Gingrich to launch outreach to Christians

By WND Staff


Former House Speaker Newt Gingrich speaking today at the Conservative Political Action Conference in Washington, D.C.

Former House Speaker Newt Gingrich plans to launch a new outreach to Christians and religious conservatives, because Washington’s bureaucracy just doesn’t “get it,” he said in an interview.

Gingrich told Dan Gilgoff of U.S. News his organization, called Renewing American Leadership, has some of the nation’s top Christian activists on its board.

Gingrich said he’s been affected personally by the changes in America society; specifically the attacks on established Christianity and its traditions.

“I am very sobered that my grandchildren might live in a secular society that might drive God out of public schools in such a way that they are now antireligious centers of propaganda,” he said.

“Part of my journey began with (Reagan aide) Mike Deaver,” he said. “And he was doing good with Alcoholics Anonymous around the city of Washington. It’s clear that this is the most effective anti-addiction program in the world. And a federal bureaucrat tells him, ‘We would love to strengthen and increase the program but we can’t because the first step is God.’ And he goes, ‘Can you develop an 11-step program?’ And Deaver broke up – he said, ‘I don’t think you get it.'”

Gingrich said what he’s seen in the past few years has convinced him that “we’re in a crisis in which the secular state, if allowed, will fundamentally and radically change America against the wishes of most Americans.”

Gilgoff reported Gringrich this spring will speak to a handful of large gatherings organized by David Barton, who worked with the Republican National Committee’s outreach to pastors in 2004.

The former House speaker said he will release this fall a movie about the role Pope John Paul II played with his 1979 trip to Poland in the fall of the Soviet Union.

“You’ve had such rising hostility to religious belief that I wanted to reach broadly into the country and dramatically raise public awareness of threats to religious liberty,” Gingrich said in the interview.

Gingrich told Gilgoff there’s a need for organizations to support traditional and conservative America.

“You look at the 9th Circuit Court of Appeals outlawing saying ‘one nation under God.’ You look at the current [White House] effort to impose the secular state as a matter of conscience on people who believe profoundly that abortion is an act of murder, and we go from tolerating abortion to telling doctors you can only serve if you cooperate in abortion,” Gingrich said.

“You look at the current effort in Connecticut to impose a legal order that would destroy the Catholic Church. And you have to ask yourself, when you have this kind of continued assault on religion, whether you need to reach out to the whole country and talk about these kind of issues,” he continued.

Gingrich said the “overtness of the assault on religious liberty has risen dramatically,” and he has decided “it’s time to challenge head-on secular domination in the West.”

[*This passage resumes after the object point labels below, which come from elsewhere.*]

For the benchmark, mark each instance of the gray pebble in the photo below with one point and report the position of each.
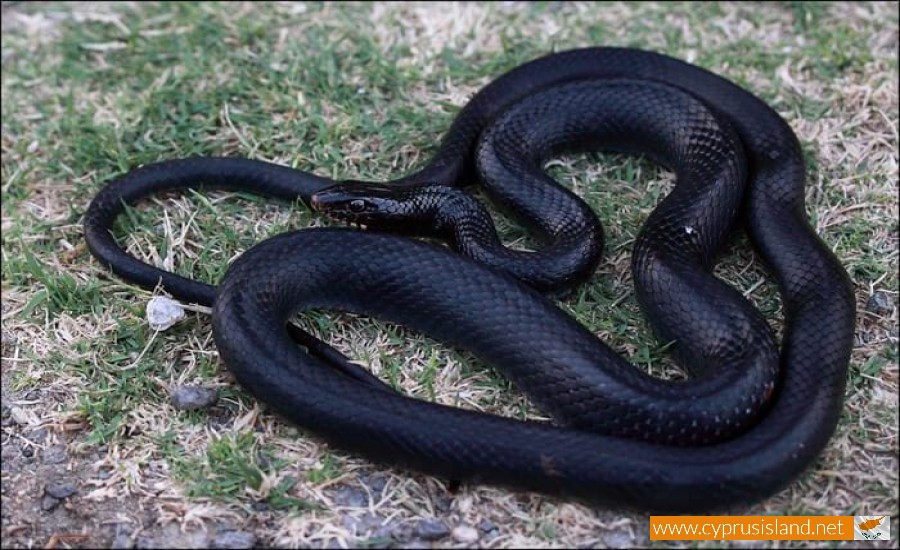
(879, 303)
(61, 490)
(465, 534)
(48, 503)
(123, 537)
(400, 532)
(55, 455)
(375, 483)
(432, 529)
(351, 496)
(38, 435)
(189, 398)
(233, 539)
(486, 525)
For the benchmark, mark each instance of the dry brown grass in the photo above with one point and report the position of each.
(847, 119)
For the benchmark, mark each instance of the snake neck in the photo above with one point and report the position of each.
(467, 226)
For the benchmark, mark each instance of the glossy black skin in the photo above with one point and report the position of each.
(749, 422)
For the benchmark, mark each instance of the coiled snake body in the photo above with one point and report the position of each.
(748, 422)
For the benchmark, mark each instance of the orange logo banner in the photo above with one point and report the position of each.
(769, 528)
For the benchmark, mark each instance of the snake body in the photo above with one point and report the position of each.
(750, 420)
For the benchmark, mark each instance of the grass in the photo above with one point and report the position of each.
(365, 92)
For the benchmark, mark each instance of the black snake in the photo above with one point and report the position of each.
(748, 422)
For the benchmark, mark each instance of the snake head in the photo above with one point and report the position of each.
(375, 205)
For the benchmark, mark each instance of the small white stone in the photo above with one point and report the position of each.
(464, 533)
(163, 312)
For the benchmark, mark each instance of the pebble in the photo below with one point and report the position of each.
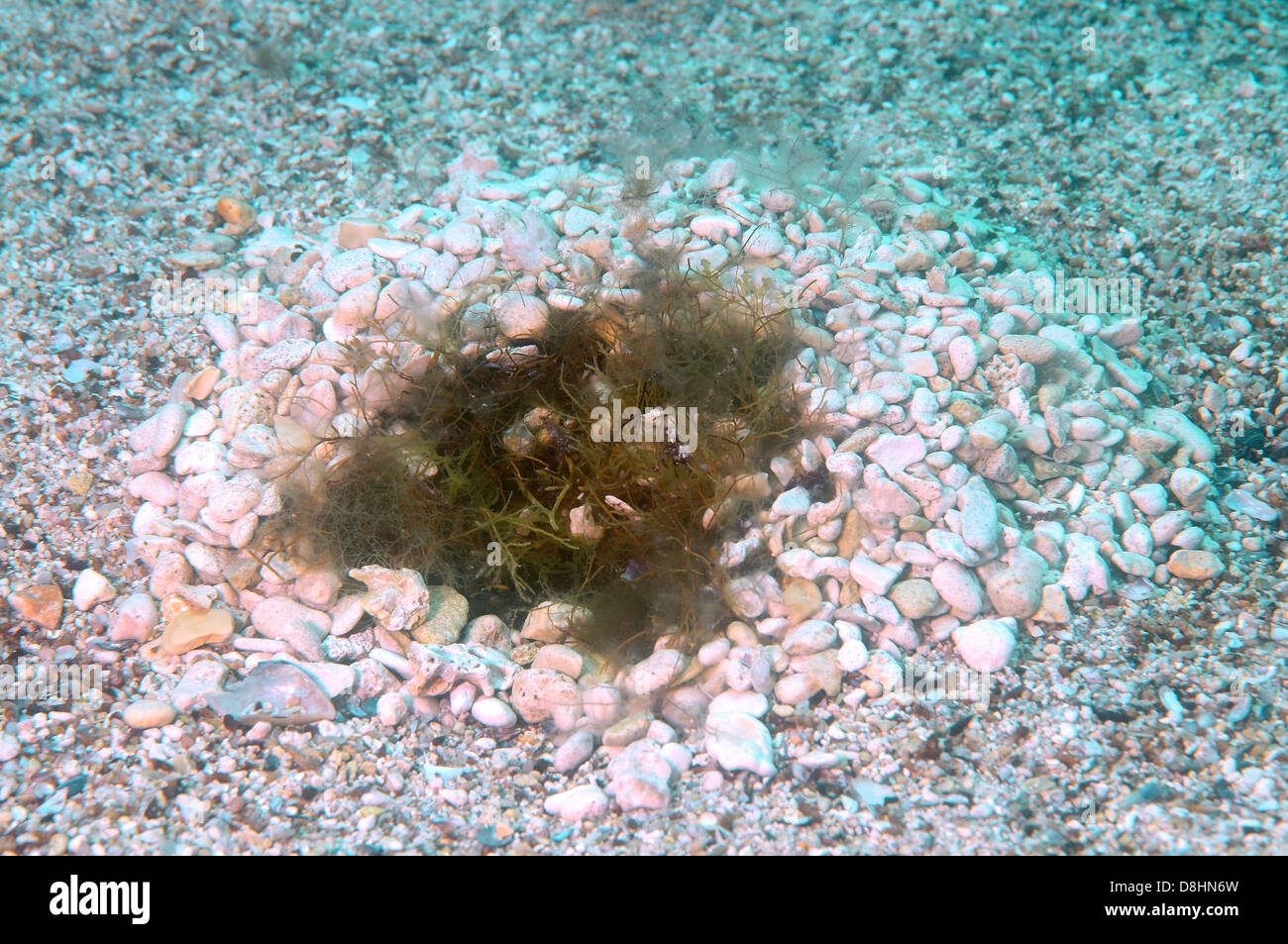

He also expressed some criticism of President Obama.

“The gap between his rhetoric and symbolism and his actual policies is so radically different. The stimulus package had a lot of money in it for sex education and included a prohibition against any money being used in buildings used for religious purposes,” he said.

“Every evidence is that they’re going to move on a Freedom of Choice Act, which would remove every limit on abortion at the state level. He has appointed people with very close ties to abortionists who offer late-term abortions. The evidence we have so far is that he’s going to move methodically to limit the use of freedom of conscience and impose abortion on institutions.”

Nor did Gingrich agree that the clout of economic or social conservatives or Christians is weakening.

“The Obama financial mess and the Geithner misstatements and the tax increase proposals – all those are driving fiscal conservatives back to a realization that if you’re liberal on social policy you’re also bankrupting the country fiscally. There is a much greater openness to working together now than even a month ago,” he said.

Gingrich said President Reagan’s huge success was because he brought “together three big streams of American thought: national security, economic growth, and belief in core historic values, and many of those are inherently religious. You can’t have an honest discussion of American history without recognizing the depth of religious influence. Look at Lincoln’s second inaugural, which is 703 words long and includes 14 references to God and two quotes from the Bible.”

But he said now the nation has an “educational system has grown rabidly anti-religious.”

The report said this week Gingrich’s organization partnered with the American Family Association to promote anti-tax rallies around the nation on April 15.

As WND reported, Gingrich told a meeting of the Conservative Political Action Committee, or CPAC, last month that the Reagan revolution needs to be revived.